Terraria – create your own miniature gardens
by Drucilla James
If your garden is water-logged or if you have no outdoor gardening space then now would be a good time to get into indoor gardening.
The terrarium, beloved by the Victorians, is making a come-back and presents the ideal opportunity to create the garden of your dreams and tend it without having to put on your wellies and polar outfit to withstand the winter chill outdoors.
And what is more, a terrarium, once created, is almost maintenance-free; it only requires the minimum of attention and is therefore great for people with busy lives who still want to experience the joys of nature.
The world’s your oyster
In a terrarium –an enclosed glass container for growing and displaying plants – you can plant any kind of garden or mimic any landscape be it woodland dell, fairy kingdom or tropical jungle.
So first of all you need to decide on the plants you want to grow- succulents, for example, need very different conditions to those which suit ferns and mosses – and the sort of scene you want to create. Your choice will decide location and planting medium.
We decided to make a classical fern terrarium as seen in many Victorian and Edwardian houses. Most of the plants best suited to this form of gardening, thrive in semi-shade, so the terrarium is located in an area which provides that kind of environment- bearing in mind that the glass of the terrarium will magnify any light rays.
Things you’ll need
- A wooden or metal-framed terrarium or clear glass container of your choice – this can range from a prize vase, a large sweet jar, or something found at a car boot sale. Size and design are down to you and where the container is designed to go in your home. One consideration has to be the size of the opening, as you will need to be able to get your hand inside to put in planting medium and decorative pieces and to place the plants.
- Gravel or other drainage material such as decorative pebbles
- Sand or horticultural grit
- Planting medium with good drainage qualities – for the ferns we used a peat-substitute-based compost
- Accessories – pieces of drift wood, pebbles or whatever decorative features you think will enhance the look of your container or fit in with the theme of your planting.
Plants we used:
We used a range of ferns:
- Pellaea rotundifolia (Button fern)
- Sellaginella martensii
- Sellaginella ‘Variegata’
- Adiantum var (maidenhair fern)
- Pteris var. (silver and green forms)
You could also use:
- Polypodium var. (both silver and green forms)
- Asplenium scolopendrium (hart’s tongue fern)
Step by step
- Prepare your container. We used a replica of an Edwardian terrarium; the frame was wooden so we lined the base with polythene to reduce water absorption and reduce the risk of rotting.
- Put in drainage material. We put a thin layer of gravel in the base to help reduce the risk of the roots sitting in water. In a glass container, where the material will be seen, pebbles of varying sizes would look more attractive. These can then be covered with a layer of sphagnum moss (the material used to line hanging baskets) to stop the planting medium running into the pebbles.

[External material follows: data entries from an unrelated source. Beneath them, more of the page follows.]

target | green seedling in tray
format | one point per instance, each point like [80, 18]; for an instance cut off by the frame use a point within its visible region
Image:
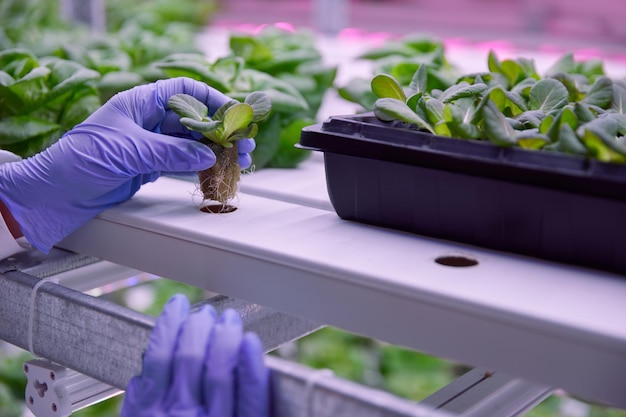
[574, 108]
[231, 122]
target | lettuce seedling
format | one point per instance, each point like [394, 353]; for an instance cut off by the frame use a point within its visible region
[231, 122]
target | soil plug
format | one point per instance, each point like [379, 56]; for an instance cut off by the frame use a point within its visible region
[231, 122]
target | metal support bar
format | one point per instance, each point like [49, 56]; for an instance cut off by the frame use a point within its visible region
[102, 339]
[302, 391]
[105, 341]
[480, 393]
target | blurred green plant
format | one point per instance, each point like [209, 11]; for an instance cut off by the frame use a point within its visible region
[40, 99]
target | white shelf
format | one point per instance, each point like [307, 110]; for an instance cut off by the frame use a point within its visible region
[551, 323]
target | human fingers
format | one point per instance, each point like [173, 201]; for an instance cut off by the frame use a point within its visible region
[252, 379]
[222, 357]
[191, 349]
[157, 363]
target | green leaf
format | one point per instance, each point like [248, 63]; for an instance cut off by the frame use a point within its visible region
[200, 126]
[385, 86]
[600, 94]
[78, 78]
[285, 102]
[359, 91]
[523, 87]
[26, 135]
[509, 103]
[419, 82]
[197, 71]
[493, 63]
[548, 95]
[462, 90]
[188, 107]
[531, 139]
[570, 83]
[287, 155]
[569, 142]
[434, 110]
[496, 126]
[249, 131]
[601, 145]
[583, 113]
[618, 102]
[237, 117]
[512, 70]
[221, 111]
[565, 116]
[267, 140]
[394, 109]
[260, 103]
[532, 118]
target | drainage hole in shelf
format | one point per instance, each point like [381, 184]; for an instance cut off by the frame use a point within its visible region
[456, 261]
[218, 208]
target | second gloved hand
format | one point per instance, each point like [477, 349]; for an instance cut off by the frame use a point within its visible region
[131, 140]
[199, 365]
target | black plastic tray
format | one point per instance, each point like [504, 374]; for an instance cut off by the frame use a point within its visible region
[537, 203]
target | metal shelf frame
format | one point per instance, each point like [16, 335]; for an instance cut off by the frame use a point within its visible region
[553, 324]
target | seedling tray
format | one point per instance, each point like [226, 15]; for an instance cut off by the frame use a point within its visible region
[542, 204]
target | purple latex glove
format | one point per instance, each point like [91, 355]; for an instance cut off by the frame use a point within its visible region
[199, 365]
[131, 140]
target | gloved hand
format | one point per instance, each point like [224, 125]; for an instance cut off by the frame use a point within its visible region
[131, 140]
[199, 365]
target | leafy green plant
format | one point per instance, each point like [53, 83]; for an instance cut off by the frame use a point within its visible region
[575, 108]
[40, 99]
[401, 58]
[229, 75]
[233, 121]
[290, 55]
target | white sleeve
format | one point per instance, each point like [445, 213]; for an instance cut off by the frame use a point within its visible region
[8, 245]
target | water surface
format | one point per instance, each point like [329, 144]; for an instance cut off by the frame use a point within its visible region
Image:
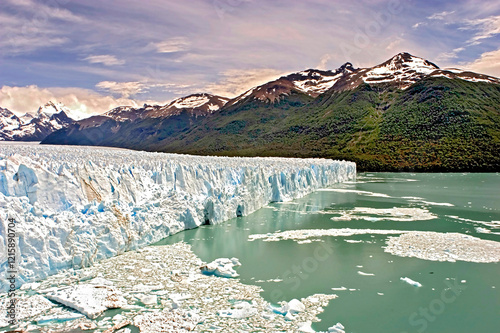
[454, 297]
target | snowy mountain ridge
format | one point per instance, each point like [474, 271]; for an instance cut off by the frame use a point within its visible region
[195, 104]
[76, 205]
[48, 118]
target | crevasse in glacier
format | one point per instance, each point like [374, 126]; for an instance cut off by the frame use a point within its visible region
[76, 205]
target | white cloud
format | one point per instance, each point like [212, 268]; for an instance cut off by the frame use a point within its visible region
[106, 59]
[323, 61]
[445, 56]
[235, 82]
[487, 27]
[440, 16]
[36, 25]
[176, 44]
[42, 11]
[393, 44]
[125, 89]
[29, 98]
[487, 63]
[418, 24]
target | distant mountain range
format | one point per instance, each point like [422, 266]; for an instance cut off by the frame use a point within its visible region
[49, 118]
[403, 114]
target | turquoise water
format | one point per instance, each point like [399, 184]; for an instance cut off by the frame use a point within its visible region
[379, 302]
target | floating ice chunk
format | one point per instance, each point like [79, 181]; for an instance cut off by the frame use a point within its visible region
[176, 320]
[241, 310]
[302, 234]
[25, 308]
[337, 328]
[100, 281]
[68, 199]
[289, 316]
[67, 316]
[295, 306]
[32, 286]
[148, 299]
[222, 267]
[305, 327]
[390, 214]
[91, 300]
[339, 288]
[437, 246]
[410, 281]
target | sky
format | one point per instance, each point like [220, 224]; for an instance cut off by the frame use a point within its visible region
[94, 55]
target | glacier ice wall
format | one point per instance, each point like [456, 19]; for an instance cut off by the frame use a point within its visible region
[75, 205]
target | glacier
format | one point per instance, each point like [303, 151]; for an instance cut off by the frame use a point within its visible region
[75, 205]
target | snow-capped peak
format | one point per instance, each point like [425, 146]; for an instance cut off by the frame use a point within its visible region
[315, 82]
[212, 102]
[403, 70]
[52, 108]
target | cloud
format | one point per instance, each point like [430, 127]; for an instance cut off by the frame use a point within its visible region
[176, 44]
[323, 61]
[488, 62]
[487, 27]
[235, 82]
[445, 56]
[41, 11]
[440, 16]
[106, 59]
[125, 89]
[393, 44]
[418, 24]
[27, 99]
[33, 25]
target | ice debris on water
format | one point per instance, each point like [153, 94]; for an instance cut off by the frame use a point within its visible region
[91, 300]
[76, 205]
[337, 328]
[438, 246]
[196, 302]
[222, 267]
[411, 282]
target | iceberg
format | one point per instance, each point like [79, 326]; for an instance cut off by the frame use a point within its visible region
[90, 300]
[411, 282]
[74, 205]
[222, 267]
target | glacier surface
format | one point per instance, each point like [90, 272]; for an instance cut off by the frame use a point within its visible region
[76, 205]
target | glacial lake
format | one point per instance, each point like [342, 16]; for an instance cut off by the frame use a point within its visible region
[454, 297]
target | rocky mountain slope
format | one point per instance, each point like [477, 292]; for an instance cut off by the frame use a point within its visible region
[49, 118]
[403, 114]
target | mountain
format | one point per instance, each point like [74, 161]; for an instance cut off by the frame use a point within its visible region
[310, 83]
[196, 104]
[129, 127]
[403, 114]
[49, 118]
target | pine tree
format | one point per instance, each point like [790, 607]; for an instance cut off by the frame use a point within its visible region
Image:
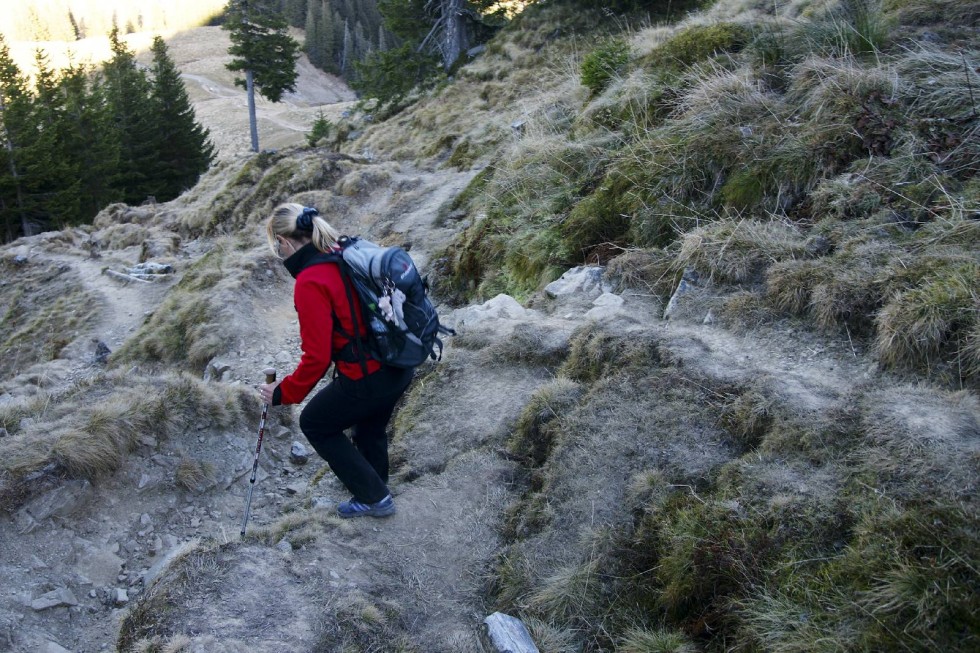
[127, 91]
[328, 37]
[15, 121]
[184, 150]
[313, 45]
[91, 143]
[52, 184]
[263, 50]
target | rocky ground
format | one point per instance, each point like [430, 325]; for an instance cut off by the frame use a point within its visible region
[79, 558]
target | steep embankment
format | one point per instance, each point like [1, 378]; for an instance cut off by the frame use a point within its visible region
[623, 472]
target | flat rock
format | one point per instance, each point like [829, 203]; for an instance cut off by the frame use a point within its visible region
[298, 453]
[508, 634]
[53, 599]
[585, 280]
[99, 566]
[62, 501]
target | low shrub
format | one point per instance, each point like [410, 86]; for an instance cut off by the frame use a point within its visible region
[602, 64]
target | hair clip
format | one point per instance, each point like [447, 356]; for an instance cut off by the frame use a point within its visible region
[304, 222]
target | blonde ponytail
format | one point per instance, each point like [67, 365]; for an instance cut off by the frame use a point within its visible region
[283, 222]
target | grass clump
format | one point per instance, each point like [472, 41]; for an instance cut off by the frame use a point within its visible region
[147, 619]
[698, 43]
[298, 528]
[740, 252]
[363, 623]
[596, 354]
[198, 317]
[930, 323]
[540, 421]
[641, 640]
[88, 432]
[42, 311]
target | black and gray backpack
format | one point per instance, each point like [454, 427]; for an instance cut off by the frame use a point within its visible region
[402, 324]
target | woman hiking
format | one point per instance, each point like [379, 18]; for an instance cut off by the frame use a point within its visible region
[363, 393]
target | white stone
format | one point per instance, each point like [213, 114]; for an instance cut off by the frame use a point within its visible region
[120, 596]
[62, 501]
[586, 280]
[508, 634]
[99, 566]
[51, 647]
[500, 307]
[53, 599]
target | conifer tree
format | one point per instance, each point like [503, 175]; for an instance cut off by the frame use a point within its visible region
[127, 90]
[15, 115]
[91, 142]
[263, 50]
[183, 146]
[52, 187]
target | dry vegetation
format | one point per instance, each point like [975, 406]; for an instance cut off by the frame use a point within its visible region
[87, 431]
[77, 31]
[810, 159]
[42, 312]
[814, 157]
[814, 161]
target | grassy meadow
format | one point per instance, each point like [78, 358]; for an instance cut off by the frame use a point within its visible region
[816, 163]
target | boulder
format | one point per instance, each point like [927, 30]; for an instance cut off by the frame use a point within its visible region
[500, 307]
[54, 599]
[62, 501]
[584, 280]
[605, 306]
[98, 565]
[298, 454]
[508, 634]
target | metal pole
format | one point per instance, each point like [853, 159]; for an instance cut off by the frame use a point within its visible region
[270, 377]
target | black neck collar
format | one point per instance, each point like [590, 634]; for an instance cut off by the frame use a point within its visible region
[306, 256]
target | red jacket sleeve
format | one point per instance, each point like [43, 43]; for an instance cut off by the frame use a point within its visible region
[315, 310]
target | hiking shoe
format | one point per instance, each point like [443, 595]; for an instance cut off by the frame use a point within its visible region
[355, 508]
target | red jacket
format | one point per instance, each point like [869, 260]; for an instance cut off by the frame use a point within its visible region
[320, 298]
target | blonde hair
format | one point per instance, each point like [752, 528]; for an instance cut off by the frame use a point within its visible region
[282, 222]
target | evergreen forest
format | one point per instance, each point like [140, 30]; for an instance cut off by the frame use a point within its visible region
[78, 139]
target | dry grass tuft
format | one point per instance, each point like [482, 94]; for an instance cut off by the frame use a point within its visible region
[641, 640]
[364, 623]
[749, 416]
[146, 618]
[596, 353]
[569, 594]
[930, 323]
[298, 528]
[42, 311]
[740, 252]
[540, 421]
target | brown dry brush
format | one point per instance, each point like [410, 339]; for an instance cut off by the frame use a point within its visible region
[815, 532]
[89, 431]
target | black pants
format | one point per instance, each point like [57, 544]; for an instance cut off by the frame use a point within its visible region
[361, 463]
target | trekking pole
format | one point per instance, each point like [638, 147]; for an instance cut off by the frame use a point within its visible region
[270, 377]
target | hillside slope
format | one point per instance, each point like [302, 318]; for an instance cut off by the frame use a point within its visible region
[641, 456]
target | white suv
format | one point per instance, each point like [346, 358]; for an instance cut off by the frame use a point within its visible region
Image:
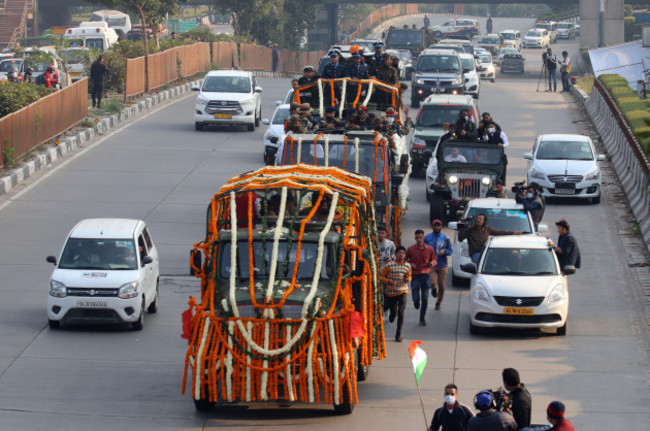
[503, 214]
[228, 98]
[108, 272]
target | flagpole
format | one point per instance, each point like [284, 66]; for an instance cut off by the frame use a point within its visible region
[424, 415]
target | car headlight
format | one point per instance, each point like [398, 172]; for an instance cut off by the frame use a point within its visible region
[58, 289]
[534, 173]
[481, 294]
[593, 175]
[557, 294]
[128, 290]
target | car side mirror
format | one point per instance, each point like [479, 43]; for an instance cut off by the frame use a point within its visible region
[569, 269]
[469, 267]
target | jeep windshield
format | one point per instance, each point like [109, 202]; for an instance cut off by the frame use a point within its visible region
[227, 84]
[404, 37]
[504, 219]
[439, 115]
[440, 63]
[558, 150]
[369, 160]
[516, 261]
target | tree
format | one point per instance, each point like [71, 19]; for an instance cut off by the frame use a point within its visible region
[151, 13]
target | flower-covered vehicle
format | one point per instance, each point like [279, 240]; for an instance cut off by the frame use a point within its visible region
[290, 305]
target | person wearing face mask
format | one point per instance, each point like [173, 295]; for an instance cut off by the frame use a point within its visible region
[452, 416]
[532, 203]
[465, 127]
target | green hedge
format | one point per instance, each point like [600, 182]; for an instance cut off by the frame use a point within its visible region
[636, 111]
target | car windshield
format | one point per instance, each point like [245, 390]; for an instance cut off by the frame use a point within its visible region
[564, 150]
[281, 114]
[99, 254]
[227, 84]
[402, 37]
[490, 41]
[468, 63]
[263, 254]
[518, 261]
[505, 219]
[438, 115]
[438, 63]
[369, 160]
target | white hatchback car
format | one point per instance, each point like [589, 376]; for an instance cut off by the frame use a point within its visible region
[504, 214]
[228, 98]
[565, 166]
[518, 283]
[108, 272]
[472, 79]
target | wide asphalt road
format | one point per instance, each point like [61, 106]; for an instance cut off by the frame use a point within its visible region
[159, 169]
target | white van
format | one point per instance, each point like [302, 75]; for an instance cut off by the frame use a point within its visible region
[92, 35]
[108, 272]
[115, 19]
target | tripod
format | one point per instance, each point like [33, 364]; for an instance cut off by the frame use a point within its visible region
[542, 73]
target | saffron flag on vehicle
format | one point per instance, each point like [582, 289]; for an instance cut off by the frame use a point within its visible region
[419, 358]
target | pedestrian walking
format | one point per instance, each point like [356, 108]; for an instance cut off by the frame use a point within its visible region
[565, 69]
[396, 276]
[452, 416]
[422, 258]
[567, 250]
[97, 74]
[442, 246]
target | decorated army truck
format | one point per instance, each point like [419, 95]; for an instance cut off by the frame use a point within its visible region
[291, 306]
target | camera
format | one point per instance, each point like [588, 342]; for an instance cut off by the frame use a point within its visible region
[519, 187]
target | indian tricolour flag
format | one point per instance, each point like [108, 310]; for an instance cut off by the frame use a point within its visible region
[419, 358]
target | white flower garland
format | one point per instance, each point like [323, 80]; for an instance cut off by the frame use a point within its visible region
[199, 360]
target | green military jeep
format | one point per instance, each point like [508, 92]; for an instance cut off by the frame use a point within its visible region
[436, 111]
[460, 171]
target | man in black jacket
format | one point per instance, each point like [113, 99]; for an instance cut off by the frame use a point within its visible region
[520, 397]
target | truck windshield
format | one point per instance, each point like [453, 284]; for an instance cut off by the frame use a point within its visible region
[105, 254]
[404, 37]
[263, 253]
[505, 219]
[370, 161]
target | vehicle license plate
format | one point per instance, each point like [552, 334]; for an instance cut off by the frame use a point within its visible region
[91, 304]
[519, 311]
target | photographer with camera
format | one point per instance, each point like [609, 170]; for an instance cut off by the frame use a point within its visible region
[477, 235]
[518, 397]
[489, 419]
[531, 200]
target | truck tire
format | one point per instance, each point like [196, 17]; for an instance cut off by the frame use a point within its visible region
[436, 209]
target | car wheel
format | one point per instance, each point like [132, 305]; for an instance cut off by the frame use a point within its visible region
[153, 307]
[435, 208]
[139, 324]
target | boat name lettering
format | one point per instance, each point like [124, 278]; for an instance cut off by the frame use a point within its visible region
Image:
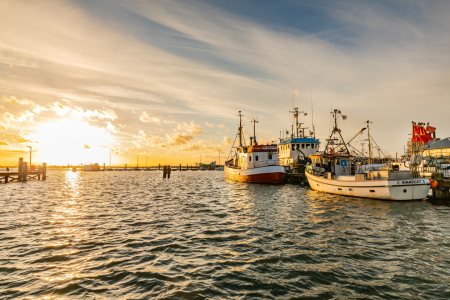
[410, 181]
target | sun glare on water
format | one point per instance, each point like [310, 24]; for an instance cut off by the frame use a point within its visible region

- Add the growing medium with some grit or horticultural sand added to improve drainage. Avoid getting this layer too deep as some headroom needs to be available.
- Place larger decorative accessories such as drift wood, rocks or large pebbles in position.
- Water the plants before using them. Place the plants, in their pots, inside the container to determine the most pleasing planting arrangement.
- Plant up the container as decoratively as possible avoiding overcrowding as the plants will increase in size.
- Any smaller decorative objects can now be added- such as smaller pebbles or gravel.
- Mist spray the plants with water, avoiding over-watering. Mist spraying once a week or every two weeks is all that will be needed.
- As the plants grow and your terrarium develops you can add or thin out plants to retain or develop the garden you desire.